Phyllis Hershey Carlson

Phyllis Carlson, 92, of Overland Park, Kan., died May 29, 2023. She was born Aug. 22, 1930, in Upland, Calif., to Laona Pearl Book Hershey and Charles Hershey.

Carlson
Carlson

Shaped by her baptism in the Brethren in Christ church, she enrolled at Messiah College in Pennsylvania, where she met Bob Carlson. In 1953 she married Bob, graduated with a degree in education and started her first teaching job. She then made the difficult decision to abandon the Brethren head covering and conservative attire. In 1959 the young family, with two children, moved to the District of Columbia, where Bob was chaplain at a youth residential center. Then the family moved to Newton, Kan., where Bob was the associate pastor at Bethel College Mennonite Church in North Newton. After taking early motherhood in stride, her creative and instructive spirit pulled her back to the classroom. She earned a master’s degree in educational psychology from Wichita State University in 1969. 

In the ’60s and ’70s she was deeply stirred by the women’s movement. Her energy for equality drove her to lead her sixth-grade class in a protest against gender discrimination that nearly got her fired, but her petition to allow girls to sign up for shop class and boys for home economics was successful.

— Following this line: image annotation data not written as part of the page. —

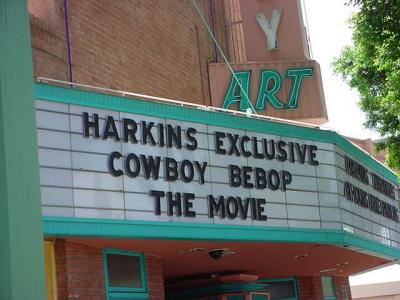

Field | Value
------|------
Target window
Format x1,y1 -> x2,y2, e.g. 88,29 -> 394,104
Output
103,249 -> 148,300
257,278 -> 298,300
321,276 -> 336,300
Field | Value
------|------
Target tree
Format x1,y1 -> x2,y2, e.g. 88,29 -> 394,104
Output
334,0 -> 400,178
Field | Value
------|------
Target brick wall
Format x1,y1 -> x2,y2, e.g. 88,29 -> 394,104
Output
297,276 -> 351,300
146,255 -> 165,300
55,240 -> 105,300
29,0 -> 231,104
55,240 -> 164,300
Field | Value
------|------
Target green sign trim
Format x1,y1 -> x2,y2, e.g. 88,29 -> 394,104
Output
34,83 -> 397,185
43,217 -> 400,259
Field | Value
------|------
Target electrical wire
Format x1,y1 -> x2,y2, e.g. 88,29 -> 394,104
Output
192,0 -> 257,114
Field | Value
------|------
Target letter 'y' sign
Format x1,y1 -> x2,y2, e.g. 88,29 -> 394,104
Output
256,9 -> 282,50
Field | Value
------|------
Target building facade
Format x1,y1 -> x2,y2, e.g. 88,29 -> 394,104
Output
1,0 -> 400,300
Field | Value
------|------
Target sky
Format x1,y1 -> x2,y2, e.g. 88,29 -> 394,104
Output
304,0 -> 400,285
304,0 -> 379,139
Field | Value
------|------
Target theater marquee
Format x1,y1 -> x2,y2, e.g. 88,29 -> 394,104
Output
36,84 -> 400,248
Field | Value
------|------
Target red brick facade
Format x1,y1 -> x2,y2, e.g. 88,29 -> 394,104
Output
55,240 -> 105,300
297,276 -> 351,300
29,0 -> 229,104
55,240 -> 164,300
146,255 -> 165,300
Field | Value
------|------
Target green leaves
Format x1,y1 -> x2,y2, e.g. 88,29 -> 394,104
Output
333,0 -> 400,178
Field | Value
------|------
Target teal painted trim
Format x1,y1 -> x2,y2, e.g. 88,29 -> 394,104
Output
166,283 -> 264,300
34,83 -> 397,185
107,293 -> 149,300
43,217 -> 400,259
103,248 -> 148,299
0,0 -> 46,300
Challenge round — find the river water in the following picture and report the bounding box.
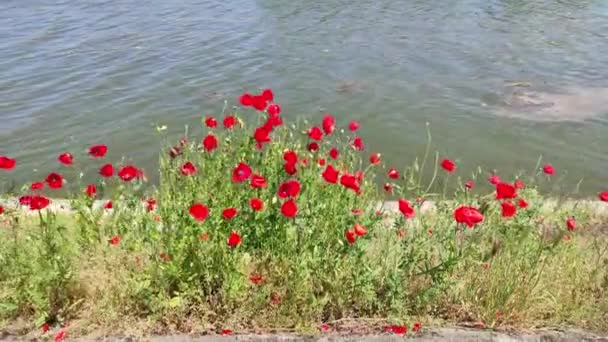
[0,0,608,194]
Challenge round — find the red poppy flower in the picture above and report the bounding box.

In Newton, she created a women’s investing club and years later forged a community for women by starting a lunch group at Rainbow Mennonite Church in Kansas City. A charismatic and inventive teacher, she taught fifth and sixth grades in the Newton public schools for 18 years and was the first Newton teacher to use a computer in the classroom. In 1991 she received the “woman of the year” education award in The Newton Kansan. 

At Bethel College Mennonite Church she was the first woman chair of the congregation. She also served on the Bethel College Board of Directors for 12 years.

In 1991 Phyllis and Bob moved to Tokyo, Japan, where for four years she taught sixth grade at Nishimachi International School. In 1997 they moved to Overland Park. In retirement, she found a spiritual home at Rainbow, served on church committees, led small groups, taught writing classes at Lansing Correctional Facility and was immersed in her community.

Artistically, spiritually and physically active throughout her life, she was a skilled wheat weaver and quilter, won a wind-surfing contest, sailed, biked across Kansas and climbed Mount Fuji. She and Bob traveled to 47 states and over 18 countries. She defined herself as “always a searcher.”

She is survived by her husband; children Steve Carlson, Chris Ashby and Beth Carlson; five grandchildren; and son-in-law Shawn Ashby.